Looking at the programmer’s powerful shoulders, which Mashka, who had been picked up, was peeking out from behind, making energetic faces, Krylov took a while to realize that he could pass through the police cordon with them, at the front of the line. He decided he was never going to call them. Mentally he sent signals to Tanya, who might still be somewhere very nearby. If such a thing as telepathy existed, he would have heard her dolphin reply in his tense brain. But his brain had scanned the general background, the crackling, the muttering of stormily climbing bubbles of emptiness and the faint murmur of someone’s inarticulate thoughts, and over all this, this capacious void, relief from pain, and light, transparent and indestructible, triumphant and unreachable. Simultaneously, Krylov observed two men in rubberized suits, oblivious to the otherworldly light on their shoulders or their shiny clasps, were dragging the empty sleeves of fire hoses across the terrible paving stones. They let ’er rip, the hoses stiffened, they turned the rings over from side to side—and the foam that washed over the square was like what you see in a pot where meat is cooking. The streams rumbled, eating away the blood from the sticky stones and squirming over the cracks, but the pink was apparently ineradicable. A bright cameraman attempted to get in on the act by looking over a fireman’s shoulder, but he got water in his camera and face and passed out. Overtaking an overfull cloud that was slowly crawling into the unwatched holiday sky, the wind lashed the crowd with bursts of rain. Here and there, umbrellas popped open.

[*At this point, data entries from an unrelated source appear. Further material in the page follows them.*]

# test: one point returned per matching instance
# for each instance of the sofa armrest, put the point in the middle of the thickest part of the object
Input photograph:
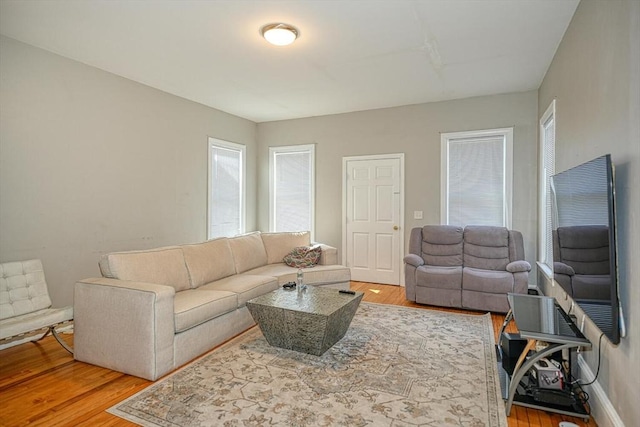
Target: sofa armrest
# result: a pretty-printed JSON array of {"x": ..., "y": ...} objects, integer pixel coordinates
[
  {"x": 414, "y": 260},
  {"x": 328, "y": 256},
  {"x": 125, "y": 326},
  {"x": 518, "y": 267},
  {"x": 562, "y": 268}
]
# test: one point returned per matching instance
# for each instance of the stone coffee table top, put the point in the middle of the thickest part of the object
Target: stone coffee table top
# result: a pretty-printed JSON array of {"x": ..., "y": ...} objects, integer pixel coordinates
[{"x": 311, "y": 322}]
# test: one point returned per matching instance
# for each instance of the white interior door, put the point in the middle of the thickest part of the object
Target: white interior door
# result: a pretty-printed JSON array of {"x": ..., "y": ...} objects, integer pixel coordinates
[{"x": 373, "y": 221}]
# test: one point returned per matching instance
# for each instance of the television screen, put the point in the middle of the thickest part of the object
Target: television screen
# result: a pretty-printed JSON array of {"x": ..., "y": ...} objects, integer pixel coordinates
[{"x": 584, "y": 241}]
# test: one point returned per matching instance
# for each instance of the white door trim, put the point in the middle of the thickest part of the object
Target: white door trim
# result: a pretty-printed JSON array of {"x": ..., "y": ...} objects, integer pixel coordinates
[{"x": 345, "y": 160}]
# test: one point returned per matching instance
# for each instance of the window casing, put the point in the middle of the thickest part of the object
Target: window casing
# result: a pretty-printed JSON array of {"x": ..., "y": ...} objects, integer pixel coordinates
[
  {"x": 477, "y": 177},
  {"x": 292, "y": 188},
  {"x": 226, "y": 189},
  {"x": 545, "y": 172}
]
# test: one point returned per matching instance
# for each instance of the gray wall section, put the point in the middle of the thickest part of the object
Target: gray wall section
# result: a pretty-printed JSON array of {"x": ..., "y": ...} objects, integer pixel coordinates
[
  {"x": 415, "y": 131},
  {"x": 595, "y": 77},
  {"x": 92, "y": 163}
]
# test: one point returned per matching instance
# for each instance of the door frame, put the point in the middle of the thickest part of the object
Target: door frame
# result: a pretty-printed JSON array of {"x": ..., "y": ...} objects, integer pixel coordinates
[{"x": 345, "y": 160}]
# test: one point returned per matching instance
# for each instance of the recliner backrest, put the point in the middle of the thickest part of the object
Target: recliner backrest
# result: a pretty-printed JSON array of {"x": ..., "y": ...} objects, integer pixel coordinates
[
  {"x": 441, "y": 245},
  {"x": 487, "y": 247}
]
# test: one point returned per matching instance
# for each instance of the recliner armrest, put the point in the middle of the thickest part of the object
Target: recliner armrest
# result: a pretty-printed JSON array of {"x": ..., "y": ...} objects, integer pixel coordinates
[
  {"x": 414, "y": 260},
  {"x": 562, "y": 268},
  {"x": 518, "y": 267}
]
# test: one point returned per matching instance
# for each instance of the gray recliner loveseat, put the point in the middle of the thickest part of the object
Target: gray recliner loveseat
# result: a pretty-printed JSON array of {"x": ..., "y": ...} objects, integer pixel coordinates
[{"x": 472, "y": 267}]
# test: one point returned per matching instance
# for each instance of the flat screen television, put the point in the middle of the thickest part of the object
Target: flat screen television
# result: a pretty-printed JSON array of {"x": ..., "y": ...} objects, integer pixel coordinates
[{"x": 584, "y": 241}]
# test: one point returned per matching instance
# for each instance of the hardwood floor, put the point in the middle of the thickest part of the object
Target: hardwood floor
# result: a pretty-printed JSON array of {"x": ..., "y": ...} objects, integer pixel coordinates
[{"x": 42, "y": 385}]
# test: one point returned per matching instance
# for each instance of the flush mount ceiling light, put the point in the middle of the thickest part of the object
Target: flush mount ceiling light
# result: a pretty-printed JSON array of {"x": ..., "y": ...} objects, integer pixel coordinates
[{"x": 279, "y": 34}]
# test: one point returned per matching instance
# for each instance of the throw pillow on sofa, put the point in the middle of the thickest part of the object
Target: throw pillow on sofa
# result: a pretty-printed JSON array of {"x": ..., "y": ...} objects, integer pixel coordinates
[{"x": 303, "y": 256}]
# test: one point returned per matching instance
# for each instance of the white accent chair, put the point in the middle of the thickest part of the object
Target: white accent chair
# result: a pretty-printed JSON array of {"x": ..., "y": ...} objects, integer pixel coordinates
[{"x": 25, "y": 306}]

At the exit, Krylov was vetted by the same police serge
ant who people had kept from quietly drinking his beer during and after his shift. The sergeant’s face was gray; the stubble that had popped up looked like iron shavings. Several times he passed his uncomprehending glance from Krylov to the passport photograph and back; apparently he could open his puffy eyes only halfway. Then Krylov was led through a metal detector where the gentle lilac slush had been trampled. A bell tinkled. Someone’s weary fat hands took Krylov aside and backed him up against a brown wall. The magnetic wand searched him crudely. The stuck cluster of Tanya’s keys chirped. Without any metal at all, like an angel, Krylov soundlessly, behind a narrow maidenly back with anxiously squeezed shoulder blades, sailed through the detector freely, like driftwood with the river’s current, and evening shadows spread. They returned his confiscated property to him without the slightest civility. Krylov felt as if he’d been freed from prison after a ten-year sentence—and had landed in a completely unknown, unfamiliar world where no one was waiting for him.